Many patients and physicians assume that the safety and effectiveness of newly approved drugs is well understood by the federal Food and Drug Administration (FDA) — but a new study by researchers at Yale School of Medicine shows that the clinical trials used by the FDA to approve new drugs between 2005 and 2012 vary widely in their thoroughness.
Published in the Jan. 22/29 issue of JAMA, the study is the first systematic analysis of the standard used by the FDA in making drug approval decisions.
“We found that during the study period, more than one-third of the drugs were approved on the basis of a single trial, without replication, and many other trials were small, short, and focused on lab values, or some other surrogate metric of effect, rather than clinical endpoints like death,” said first author and Yale School of Medicine student Nicholas S. Downing, who conducted the study with senior author Dr. Joseph Ross and colleagues at the Yale Center for Outcomes Research & Evaluation (CORE).
Downing and the team evaluated the strength of clinical trial evidence supporting FDA approval decisions for new drugs by characterizing key features of efficacy trials, such as trial size, design duration, and end points. They used publicly available FDA documents to identify 188 novel therapeutic agents for seven years. These medical review documents summarized in great detail the rationale behind FDA approvals.
“Based on our analysis, some drugs are approved on the basis of large, high-quality clinical trials, while others are approved based on results of smaller trials,” said Ross, assistant professor of internal medicine at Yale School of Medicine. “There was a lack of uniformity in the level of evidence the FDA used.”

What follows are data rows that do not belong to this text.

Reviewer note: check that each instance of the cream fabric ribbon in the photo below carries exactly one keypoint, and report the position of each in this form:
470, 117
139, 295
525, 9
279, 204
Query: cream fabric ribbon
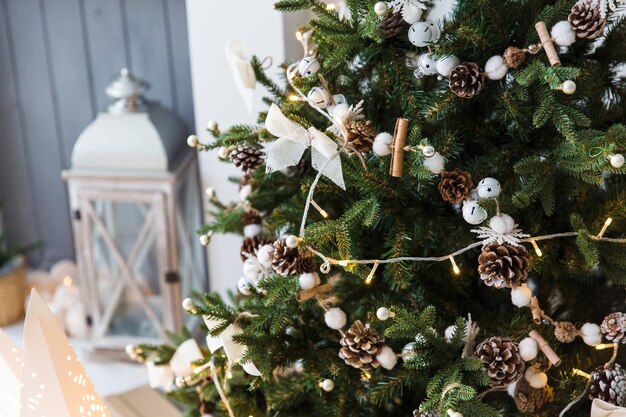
294, 139
601, 408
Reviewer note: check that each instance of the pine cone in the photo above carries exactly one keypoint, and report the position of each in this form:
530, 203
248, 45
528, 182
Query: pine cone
514, 57
291, 261
360, 345
586, 20
500, 355
251, 244
529, 399
565, 331
466, 80
607, 383
393, 24
247, 157
503, 265
614, 326
456, 185
361, 136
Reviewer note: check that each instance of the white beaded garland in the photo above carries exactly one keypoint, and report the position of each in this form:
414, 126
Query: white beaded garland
335, 318
562, 33
496, 68
617, 160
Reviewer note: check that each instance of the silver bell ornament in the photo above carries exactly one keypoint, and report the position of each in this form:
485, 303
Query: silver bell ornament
473, 213
320, 97
488, 188
308, 66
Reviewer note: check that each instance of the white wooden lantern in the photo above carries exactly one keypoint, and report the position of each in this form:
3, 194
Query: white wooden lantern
135, 198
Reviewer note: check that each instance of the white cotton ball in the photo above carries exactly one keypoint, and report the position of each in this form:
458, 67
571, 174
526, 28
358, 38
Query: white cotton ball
263, 255
536, 379
446, 65
435, 164
382, 144
251, 230
387, 357
502, 223
495, 68
309, 280
528, 349
563, 34
591, 334
335, 318
521, 295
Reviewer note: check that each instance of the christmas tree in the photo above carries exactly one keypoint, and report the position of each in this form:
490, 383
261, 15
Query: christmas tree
432, 215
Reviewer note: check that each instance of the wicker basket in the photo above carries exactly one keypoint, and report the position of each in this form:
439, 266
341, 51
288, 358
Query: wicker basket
12, 286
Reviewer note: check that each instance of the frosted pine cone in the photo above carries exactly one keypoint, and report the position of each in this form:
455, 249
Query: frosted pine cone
608, 383
501, 358
466, 80
503, 265
614, 327
456, 185
291, 261
247, 157
360, 345
565, 331
586, 20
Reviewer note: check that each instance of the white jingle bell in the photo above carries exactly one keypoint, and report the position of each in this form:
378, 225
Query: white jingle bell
502, 223
473, 213
562, 33
319, 96
447, 64
382, 144
380, 8
617, 160
423, 33
495, 68
488, 188
427, 64
308, 66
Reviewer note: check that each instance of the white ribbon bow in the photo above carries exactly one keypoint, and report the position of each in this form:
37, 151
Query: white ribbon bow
293, 139
601, 408
243, 73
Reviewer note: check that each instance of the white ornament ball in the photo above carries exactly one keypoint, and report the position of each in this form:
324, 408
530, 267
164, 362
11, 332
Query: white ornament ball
502, 223
435, 163
328, 385
617, 160
382, 144
562, 33
428, 151
411, 15
309, 280
591, 334
387, 358
489, 188
380, 8
383, 313
308, 66
568, 87
495, 68
473, 213
319, 96
243, 286
188, 304
335, 318
292, 241
193, 141
528, 349
427, 64
447, 64
521, 295
536, 379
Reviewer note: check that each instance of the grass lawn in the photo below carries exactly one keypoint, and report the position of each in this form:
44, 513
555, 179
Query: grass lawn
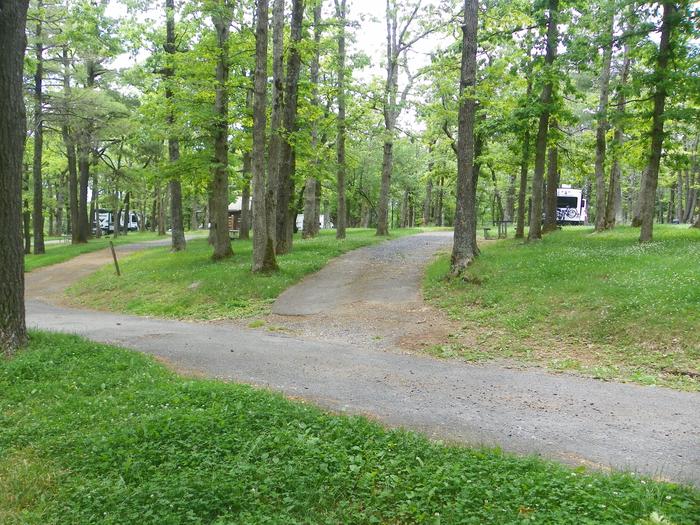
189, 285
96, 434
57, 253
599, 304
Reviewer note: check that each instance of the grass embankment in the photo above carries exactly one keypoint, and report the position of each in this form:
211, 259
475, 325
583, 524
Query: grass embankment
599, 304
60, 252
96, 434
189, 285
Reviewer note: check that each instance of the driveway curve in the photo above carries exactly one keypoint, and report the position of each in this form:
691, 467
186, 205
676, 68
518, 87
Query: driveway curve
653, 431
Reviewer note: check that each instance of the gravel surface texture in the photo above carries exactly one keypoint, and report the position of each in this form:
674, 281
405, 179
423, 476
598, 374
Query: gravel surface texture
653, 431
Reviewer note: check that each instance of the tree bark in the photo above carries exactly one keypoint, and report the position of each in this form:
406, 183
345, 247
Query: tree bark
427, 204
178, 242
524, 165
276, 116
38, 214
602, 128
464, 249
244, 228
340, 12
390, 116
219, 186
650, 182
614, 197
543, 126
285, 186
13, 332
550, 214
69, 144
263, 242
311, 203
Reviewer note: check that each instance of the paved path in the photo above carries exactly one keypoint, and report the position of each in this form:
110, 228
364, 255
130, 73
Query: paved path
654, 431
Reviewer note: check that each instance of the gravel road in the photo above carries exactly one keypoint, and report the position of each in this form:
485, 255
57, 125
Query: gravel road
575, 420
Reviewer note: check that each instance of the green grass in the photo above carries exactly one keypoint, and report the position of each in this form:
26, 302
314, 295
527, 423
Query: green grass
96, 434
599, 304
57, 253
189, 285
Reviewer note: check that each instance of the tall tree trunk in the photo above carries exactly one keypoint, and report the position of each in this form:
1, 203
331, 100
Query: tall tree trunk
390, 116
13, 332
276, 116
263, 242
543, 126
524, 165
60, 203
439, 209
94, 206
178, 241
340, 13
69, 144
464, 249
311, 203
679, 197
602, 128
614, 197
219, 187
27, 222
244, 227
84, 152
648, 191
286, 212
317, 208
38, 215
550, 214
127, 213
510, 199
427, 204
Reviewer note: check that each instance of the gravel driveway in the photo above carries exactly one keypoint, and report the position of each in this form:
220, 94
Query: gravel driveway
575, 420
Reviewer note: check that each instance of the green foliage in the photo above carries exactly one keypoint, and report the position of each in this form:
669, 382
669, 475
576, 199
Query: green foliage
97, 434
189, 285
599, 304
58, 253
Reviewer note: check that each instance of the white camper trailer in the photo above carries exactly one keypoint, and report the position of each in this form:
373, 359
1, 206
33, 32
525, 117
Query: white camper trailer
106, 221
572, 208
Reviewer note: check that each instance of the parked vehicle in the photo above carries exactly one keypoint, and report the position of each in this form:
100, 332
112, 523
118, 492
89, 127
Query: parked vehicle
324, 222
572, 208
106, 221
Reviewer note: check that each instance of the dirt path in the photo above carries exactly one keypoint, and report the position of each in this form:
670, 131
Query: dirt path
370, 296
576, 420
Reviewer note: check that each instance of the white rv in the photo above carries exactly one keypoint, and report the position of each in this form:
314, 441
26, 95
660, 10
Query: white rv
106, 220
324, 222
572, 208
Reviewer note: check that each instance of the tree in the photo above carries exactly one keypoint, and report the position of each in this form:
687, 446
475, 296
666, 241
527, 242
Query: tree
221, 18
13, 19
178, 242
543, 126
602, 118
651, 178
263, 242
398, 41
312, 184
464, 249
38, 211
285, 210
340, 142
613, 203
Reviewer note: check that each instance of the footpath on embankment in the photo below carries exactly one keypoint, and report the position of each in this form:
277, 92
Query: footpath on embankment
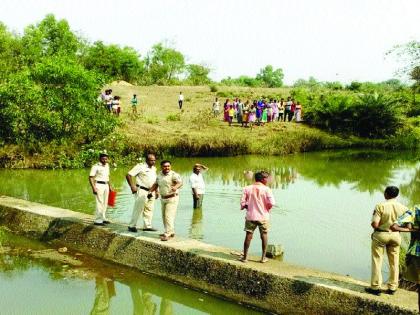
275, 287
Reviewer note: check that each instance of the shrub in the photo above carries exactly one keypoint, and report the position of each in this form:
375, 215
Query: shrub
174, 117
213, 88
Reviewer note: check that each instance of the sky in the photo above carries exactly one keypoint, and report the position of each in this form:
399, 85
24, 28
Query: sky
331, 40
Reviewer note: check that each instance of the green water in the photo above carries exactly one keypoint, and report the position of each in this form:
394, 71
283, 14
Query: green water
34, 285
324, 201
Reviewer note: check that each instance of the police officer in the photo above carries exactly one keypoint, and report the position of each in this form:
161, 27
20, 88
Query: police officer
145, 174
99, 181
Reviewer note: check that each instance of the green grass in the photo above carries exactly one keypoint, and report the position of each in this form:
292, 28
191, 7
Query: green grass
162, 128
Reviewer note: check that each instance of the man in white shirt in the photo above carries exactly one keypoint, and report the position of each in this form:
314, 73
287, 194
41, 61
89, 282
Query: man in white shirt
180, 100
145, 174
197, 185
99, 181
168, 183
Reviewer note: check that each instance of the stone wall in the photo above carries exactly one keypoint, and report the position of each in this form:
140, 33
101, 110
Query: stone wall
275, 287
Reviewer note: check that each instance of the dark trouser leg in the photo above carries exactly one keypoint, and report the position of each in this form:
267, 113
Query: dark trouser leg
198, 202
247, 242
264, 242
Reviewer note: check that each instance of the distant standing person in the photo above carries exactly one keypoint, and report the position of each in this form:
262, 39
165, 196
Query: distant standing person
258, 200
197, 185
216, 107
168, 183
134, 102
145, 174
99, 181
180, 100
383, 238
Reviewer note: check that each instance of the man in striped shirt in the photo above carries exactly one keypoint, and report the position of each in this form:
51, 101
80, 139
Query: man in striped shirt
258, 200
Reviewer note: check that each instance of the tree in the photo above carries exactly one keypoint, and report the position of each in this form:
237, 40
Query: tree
52, 101
49, 38
198, 74
114, 62
270, 77
10, 52
164, 64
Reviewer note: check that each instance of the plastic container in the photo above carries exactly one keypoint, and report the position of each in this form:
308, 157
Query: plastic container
112, 198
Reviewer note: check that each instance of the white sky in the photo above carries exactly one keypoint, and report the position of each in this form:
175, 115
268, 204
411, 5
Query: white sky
332, 40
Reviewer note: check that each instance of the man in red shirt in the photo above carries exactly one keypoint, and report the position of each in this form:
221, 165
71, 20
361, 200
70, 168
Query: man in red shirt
257, 199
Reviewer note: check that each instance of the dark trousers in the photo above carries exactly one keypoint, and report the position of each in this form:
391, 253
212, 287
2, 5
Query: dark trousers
198, 202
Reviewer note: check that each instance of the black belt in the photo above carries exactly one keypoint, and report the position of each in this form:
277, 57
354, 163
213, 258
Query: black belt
142, 187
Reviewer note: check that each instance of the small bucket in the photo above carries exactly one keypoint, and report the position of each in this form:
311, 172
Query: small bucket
111, 198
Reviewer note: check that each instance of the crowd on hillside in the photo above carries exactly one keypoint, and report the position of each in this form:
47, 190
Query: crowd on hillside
111, 103
259, 112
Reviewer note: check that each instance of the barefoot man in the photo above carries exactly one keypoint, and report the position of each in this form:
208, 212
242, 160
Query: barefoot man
257, 199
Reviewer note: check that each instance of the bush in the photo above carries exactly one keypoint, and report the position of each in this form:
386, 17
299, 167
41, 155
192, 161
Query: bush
174, 117
369, 115
52, 101
213, 88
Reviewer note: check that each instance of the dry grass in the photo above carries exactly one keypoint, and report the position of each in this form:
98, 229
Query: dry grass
162, 127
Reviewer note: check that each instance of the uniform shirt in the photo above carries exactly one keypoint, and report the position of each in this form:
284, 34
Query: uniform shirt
216, 105
100, 172
413, 217
387, 212
165, 182
259, 200
145, 175
197, 182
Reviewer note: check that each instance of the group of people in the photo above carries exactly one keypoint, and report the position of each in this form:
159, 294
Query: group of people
389, 219
146, 184
259, 112
111, 103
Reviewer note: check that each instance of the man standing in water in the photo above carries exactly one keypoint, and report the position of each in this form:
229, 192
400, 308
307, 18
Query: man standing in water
180, 100
383, 238
99, 181
258, 200
197, 185
145, 174
168, 183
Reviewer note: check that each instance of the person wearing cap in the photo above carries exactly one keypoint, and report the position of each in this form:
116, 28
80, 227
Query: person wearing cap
258, 200
168, 183
145, 174
99, 181
197, 185
384, 238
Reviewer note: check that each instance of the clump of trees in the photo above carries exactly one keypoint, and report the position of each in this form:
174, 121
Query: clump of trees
47, 94
267, 77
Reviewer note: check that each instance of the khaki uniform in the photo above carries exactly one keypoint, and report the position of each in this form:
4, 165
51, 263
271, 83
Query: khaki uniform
145, 177
169, 205
101, 175
386, 213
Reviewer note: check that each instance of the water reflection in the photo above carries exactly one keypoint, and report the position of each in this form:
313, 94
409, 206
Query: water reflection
104, 291
318, 192
94, 287
196, 227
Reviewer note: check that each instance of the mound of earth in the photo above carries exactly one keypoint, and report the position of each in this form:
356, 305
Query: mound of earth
121, 83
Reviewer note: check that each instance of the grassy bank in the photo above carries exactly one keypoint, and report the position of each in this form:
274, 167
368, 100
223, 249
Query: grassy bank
161, 127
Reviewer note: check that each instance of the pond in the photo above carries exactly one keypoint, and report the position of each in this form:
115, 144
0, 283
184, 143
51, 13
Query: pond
324, 201
35, 279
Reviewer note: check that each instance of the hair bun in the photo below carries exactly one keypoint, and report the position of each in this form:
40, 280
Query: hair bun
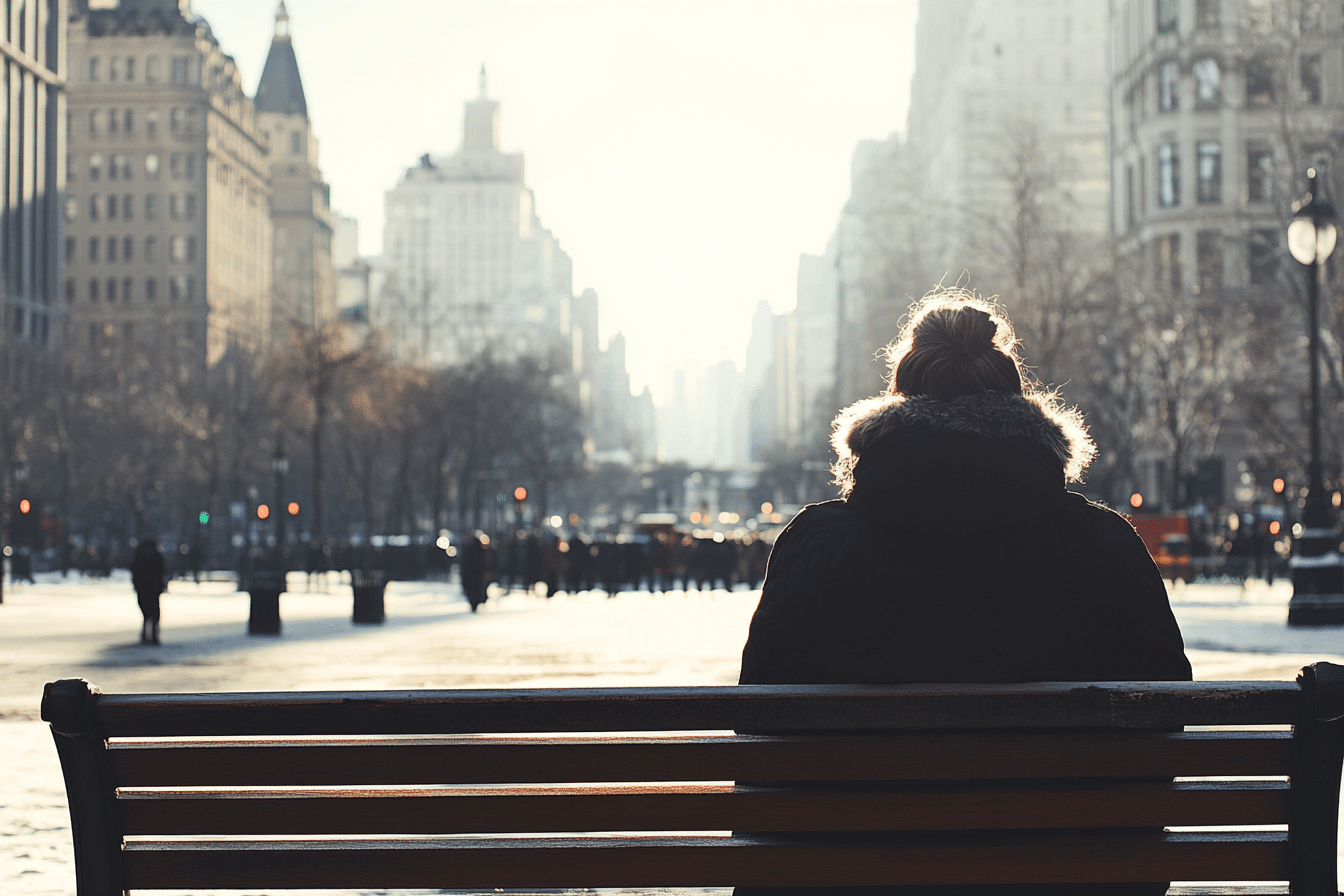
956, 344
971, 332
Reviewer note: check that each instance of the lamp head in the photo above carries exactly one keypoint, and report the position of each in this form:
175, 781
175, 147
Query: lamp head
1312, 233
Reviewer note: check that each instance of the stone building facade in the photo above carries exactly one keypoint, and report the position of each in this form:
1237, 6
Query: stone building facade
301, 216
469, 267
1218, 109
167, 216
32, 177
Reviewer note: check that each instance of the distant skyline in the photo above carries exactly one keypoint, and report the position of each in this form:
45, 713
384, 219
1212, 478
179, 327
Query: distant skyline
683, 152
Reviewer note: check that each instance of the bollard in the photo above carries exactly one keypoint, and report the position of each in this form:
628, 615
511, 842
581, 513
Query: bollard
368, 595
265, 587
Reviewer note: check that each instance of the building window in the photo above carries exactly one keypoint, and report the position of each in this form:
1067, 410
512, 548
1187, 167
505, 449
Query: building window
1168, 262
1168, 82
1260, 173
1260, 82
1311, 75
1262, 257
1207, 83
1168, 176
1165, 16
1210, 167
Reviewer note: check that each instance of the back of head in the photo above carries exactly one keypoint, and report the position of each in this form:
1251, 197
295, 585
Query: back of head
954, 344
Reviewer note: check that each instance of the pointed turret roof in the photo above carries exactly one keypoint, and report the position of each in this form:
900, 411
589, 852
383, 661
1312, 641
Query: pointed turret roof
281, 89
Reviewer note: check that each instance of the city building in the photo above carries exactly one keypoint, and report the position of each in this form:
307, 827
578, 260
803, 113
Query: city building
304, 292
34, 180
167, 212
468, 266
1218, 109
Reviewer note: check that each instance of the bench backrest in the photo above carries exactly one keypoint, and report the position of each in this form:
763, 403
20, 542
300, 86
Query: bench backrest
645, 786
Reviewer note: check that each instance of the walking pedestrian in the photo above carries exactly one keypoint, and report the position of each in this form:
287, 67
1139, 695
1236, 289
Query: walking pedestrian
147, 576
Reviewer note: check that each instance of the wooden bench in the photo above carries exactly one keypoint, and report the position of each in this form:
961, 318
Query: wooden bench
635, 786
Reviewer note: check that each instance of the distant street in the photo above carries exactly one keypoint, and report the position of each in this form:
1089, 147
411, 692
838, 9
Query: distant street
59, 629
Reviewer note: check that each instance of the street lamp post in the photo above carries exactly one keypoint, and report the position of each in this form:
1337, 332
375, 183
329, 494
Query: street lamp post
1317, 571
280, 466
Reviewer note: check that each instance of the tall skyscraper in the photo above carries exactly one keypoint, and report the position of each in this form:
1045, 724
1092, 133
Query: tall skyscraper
300, 200
167, 222
34, 177
468, 265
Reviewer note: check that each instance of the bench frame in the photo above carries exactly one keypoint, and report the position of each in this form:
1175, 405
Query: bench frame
84, 720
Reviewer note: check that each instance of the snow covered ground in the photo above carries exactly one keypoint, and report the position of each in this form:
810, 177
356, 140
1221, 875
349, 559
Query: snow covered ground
71, 628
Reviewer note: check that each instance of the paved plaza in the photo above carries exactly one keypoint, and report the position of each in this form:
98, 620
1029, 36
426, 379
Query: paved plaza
71, 628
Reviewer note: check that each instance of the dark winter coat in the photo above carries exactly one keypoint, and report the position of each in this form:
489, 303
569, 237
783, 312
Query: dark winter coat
147, 571
958, 555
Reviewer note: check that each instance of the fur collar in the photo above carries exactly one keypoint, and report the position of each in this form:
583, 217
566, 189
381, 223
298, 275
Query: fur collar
1039, 418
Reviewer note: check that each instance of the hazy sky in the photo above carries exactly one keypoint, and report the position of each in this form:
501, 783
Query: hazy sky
683, 152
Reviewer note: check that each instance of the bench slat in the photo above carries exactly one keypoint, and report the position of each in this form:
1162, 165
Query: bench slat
468, 760
700, 808
704, 861
739, 708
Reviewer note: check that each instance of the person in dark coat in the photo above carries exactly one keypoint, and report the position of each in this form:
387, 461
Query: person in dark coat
954, 552
147, 576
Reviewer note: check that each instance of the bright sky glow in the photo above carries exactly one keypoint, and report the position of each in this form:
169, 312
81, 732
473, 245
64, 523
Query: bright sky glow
684, 152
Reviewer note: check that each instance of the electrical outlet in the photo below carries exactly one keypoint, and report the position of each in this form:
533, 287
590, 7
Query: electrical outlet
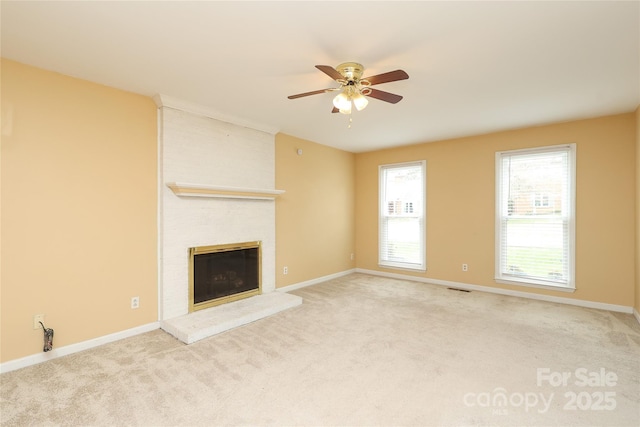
37, 318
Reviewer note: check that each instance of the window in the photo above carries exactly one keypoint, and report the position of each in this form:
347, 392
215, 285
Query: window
402, 216
535, 217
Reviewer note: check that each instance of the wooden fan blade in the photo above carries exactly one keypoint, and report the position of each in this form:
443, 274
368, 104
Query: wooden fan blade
315, 92
384, 96
391, 76
330, 71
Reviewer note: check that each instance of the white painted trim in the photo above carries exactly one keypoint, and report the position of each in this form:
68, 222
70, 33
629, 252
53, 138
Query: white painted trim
315, 281
35, 359
203, 190
201, 110
488, 289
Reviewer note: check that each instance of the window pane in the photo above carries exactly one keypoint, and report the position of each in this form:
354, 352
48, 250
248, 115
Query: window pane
535, 216
402, 236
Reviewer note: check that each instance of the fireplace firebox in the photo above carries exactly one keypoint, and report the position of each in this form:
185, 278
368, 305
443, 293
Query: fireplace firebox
223, 273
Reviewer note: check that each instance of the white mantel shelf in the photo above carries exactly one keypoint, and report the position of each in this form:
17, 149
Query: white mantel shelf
199, 190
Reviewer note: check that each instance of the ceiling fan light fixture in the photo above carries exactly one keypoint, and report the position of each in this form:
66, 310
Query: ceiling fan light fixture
342, 101
360, 101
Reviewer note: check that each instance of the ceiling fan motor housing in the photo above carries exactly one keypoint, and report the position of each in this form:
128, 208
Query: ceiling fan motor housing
351, 71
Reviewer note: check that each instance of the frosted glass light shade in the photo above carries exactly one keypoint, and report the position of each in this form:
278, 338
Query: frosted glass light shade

He added: “We also found that only 40% of drug approvals involved a clinical trial that compared a new drug to existing treatment offerings. This is an important step for determining whether the new drug is a better option than existing, older drugs.”
Downing said survey data shows that patients expect drugs approved by the FDA to be both safe and effective. “Based on our study of the data, we can’t be certain that this expectation is necessarily justified, given the quantity and quality of the variability we saw in the drug approval process,” he said.
Other authors on the study include Jenerius A. Aminawung, M.D., Nilay D. Shah, and Harlan M. Krumholz, M.D.
The study was funded in part by the Pew Charitable Trusts.